“People are just amazed,” said Kiri Davis, 17, the Manhattan public school student whose powerful short film about race, self-esteem and cultural identity has stunned audiences and educators, and won the hearts of film festival judges around the nation. “Even at 4 and 5, you can still tell what America values and what it doesn’t.” Fifteen of the 21 black children in a Harlem day care center who take the “doll test” in Davis‘ seven-minute film choose the white doll over the black one. The film – “A Girl Like Me” – re-creates Kenneth Clark’s 1940s doll test that was used to fight school segregation in the landmark Supreme Court case Brown vs. Board of Education. In Clark‘s studies, he and his wife, Mamie Clark, found that the majority of black children they tested chose white dolls over black dolls and ascribed negative attributes to black dolls.

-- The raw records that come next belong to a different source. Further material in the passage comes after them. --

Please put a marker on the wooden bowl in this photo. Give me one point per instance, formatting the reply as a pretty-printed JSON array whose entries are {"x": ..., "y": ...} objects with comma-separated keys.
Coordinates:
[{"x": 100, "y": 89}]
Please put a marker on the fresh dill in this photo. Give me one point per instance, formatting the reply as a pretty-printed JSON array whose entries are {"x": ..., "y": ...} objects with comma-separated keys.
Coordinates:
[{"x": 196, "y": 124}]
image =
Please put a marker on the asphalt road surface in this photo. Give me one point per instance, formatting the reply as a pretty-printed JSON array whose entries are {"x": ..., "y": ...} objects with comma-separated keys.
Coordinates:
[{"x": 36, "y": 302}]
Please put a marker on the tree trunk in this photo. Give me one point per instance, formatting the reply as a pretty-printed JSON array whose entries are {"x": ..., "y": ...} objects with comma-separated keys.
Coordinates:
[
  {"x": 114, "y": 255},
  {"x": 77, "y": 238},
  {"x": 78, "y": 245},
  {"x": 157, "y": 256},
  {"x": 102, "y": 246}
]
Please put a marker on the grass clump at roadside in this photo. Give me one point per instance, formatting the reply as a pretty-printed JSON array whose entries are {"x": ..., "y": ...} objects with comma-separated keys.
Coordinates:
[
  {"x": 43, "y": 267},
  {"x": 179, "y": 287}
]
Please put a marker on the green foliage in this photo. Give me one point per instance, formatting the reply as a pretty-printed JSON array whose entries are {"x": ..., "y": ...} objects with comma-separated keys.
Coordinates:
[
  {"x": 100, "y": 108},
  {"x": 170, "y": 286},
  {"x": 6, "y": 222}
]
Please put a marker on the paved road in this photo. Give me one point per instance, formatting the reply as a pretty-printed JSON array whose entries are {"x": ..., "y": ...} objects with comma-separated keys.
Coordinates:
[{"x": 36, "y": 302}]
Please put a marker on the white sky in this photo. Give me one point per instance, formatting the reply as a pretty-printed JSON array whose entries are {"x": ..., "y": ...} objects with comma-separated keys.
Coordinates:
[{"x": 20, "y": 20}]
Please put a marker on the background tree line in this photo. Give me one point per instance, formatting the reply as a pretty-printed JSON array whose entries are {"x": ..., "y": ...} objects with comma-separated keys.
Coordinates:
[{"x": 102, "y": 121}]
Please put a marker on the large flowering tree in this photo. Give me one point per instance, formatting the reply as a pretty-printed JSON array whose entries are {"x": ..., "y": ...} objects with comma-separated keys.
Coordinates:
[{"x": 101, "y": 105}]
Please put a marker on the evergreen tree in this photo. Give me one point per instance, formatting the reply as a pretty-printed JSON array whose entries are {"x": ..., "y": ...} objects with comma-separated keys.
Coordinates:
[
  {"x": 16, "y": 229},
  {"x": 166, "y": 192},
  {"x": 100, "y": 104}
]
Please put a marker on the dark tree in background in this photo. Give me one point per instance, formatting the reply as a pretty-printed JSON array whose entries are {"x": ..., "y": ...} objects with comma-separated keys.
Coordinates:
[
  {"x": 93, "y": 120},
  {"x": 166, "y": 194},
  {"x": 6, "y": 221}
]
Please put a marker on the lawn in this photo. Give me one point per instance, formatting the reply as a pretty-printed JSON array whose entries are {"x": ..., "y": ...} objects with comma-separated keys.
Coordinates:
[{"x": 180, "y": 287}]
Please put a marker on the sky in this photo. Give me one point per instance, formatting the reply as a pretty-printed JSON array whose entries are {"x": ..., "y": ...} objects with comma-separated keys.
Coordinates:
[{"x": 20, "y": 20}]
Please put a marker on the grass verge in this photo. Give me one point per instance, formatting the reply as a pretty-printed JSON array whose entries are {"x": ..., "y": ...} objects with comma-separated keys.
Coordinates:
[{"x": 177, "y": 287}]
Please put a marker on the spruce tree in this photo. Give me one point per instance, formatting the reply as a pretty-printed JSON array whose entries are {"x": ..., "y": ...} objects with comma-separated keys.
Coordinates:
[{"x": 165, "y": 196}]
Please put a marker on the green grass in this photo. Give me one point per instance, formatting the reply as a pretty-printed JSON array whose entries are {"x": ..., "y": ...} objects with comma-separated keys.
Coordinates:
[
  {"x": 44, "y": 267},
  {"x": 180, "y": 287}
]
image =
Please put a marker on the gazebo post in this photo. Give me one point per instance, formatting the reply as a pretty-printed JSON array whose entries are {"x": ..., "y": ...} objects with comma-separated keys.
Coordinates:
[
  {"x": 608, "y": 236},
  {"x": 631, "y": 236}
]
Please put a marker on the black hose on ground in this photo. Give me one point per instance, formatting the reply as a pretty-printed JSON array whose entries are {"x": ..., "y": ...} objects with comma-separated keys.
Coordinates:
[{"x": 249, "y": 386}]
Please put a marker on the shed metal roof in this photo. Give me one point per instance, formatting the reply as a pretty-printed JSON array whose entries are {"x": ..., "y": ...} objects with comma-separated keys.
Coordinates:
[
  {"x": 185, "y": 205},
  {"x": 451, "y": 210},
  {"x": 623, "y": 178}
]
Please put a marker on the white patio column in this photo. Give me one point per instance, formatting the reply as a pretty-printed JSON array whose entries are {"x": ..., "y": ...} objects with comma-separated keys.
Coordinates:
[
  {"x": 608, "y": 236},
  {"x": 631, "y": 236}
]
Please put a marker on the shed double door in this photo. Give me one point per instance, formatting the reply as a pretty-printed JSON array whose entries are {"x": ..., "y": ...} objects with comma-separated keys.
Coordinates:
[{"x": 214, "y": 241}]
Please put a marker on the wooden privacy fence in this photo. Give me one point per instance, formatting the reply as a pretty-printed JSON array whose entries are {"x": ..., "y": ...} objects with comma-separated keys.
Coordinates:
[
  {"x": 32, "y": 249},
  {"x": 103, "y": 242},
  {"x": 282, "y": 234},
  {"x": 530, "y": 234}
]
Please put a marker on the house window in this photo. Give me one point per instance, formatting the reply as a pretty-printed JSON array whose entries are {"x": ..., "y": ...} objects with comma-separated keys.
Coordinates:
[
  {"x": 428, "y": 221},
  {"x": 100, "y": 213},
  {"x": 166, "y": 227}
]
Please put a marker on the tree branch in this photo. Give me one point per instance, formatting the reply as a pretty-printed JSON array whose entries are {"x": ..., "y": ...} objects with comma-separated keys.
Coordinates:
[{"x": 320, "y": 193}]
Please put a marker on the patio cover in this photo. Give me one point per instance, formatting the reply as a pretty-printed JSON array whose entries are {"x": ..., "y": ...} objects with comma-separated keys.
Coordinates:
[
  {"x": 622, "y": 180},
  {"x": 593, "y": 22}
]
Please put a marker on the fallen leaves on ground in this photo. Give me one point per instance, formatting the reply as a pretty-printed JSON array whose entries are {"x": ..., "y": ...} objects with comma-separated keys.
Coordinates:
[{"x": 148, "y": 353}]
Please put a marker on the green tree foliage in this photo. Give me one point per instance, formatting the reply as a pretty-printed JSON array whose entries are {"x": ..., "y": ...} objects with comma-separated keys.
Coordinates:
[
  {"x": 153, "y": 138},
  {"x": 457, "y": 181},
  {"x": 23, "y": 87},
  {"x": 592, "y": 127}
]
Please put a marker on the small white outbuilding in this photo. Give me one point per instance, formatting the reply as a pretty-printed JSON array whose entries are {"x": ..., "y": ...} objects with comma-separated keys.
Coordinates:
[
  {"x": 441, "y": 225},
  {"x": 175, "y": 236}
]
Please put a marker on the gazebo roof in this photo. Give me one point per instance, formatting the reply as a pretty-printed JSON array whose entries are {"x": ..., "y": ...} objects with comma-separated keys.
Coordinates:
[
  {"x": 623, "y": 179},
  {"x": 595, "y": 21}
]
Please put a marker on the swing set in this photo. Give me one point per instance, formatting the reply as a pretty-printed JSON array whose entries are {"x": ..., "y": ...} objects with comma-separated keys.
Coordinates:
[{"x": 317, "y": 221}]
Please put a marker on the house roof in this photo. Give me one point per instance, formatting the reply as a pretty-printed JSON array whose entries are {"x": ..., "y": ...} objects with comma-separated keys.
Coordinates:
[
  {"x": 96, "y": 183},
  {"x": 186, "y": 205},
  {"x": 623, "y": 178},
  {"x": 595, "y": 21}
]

Five decades later, Davis, a senior at Manhattan‘s Urban Academy High School, assumed things had improved – especially in black cultural meccas like Harlem. But her film, punctuated with black teen girls discussing their relationships with their skin, their hair and their community, illustrates how the converse is true. Her study was conducted in 2005. “You can tell someone all you want about standards of beauty and how they’re affecting someone’s self esteem and yada yada yada,” Davis said. “But until you figure out a way to actually show someone, that’s when I think people really get the message.” A “Girl Like Me” was produced through Reel Works Teen Filmmaking, a nonprofit organization based in
Brooklyn‘s Prospect Park YMCA that paired Davis with a mentor, taught her basic skills and then helped her to market her film.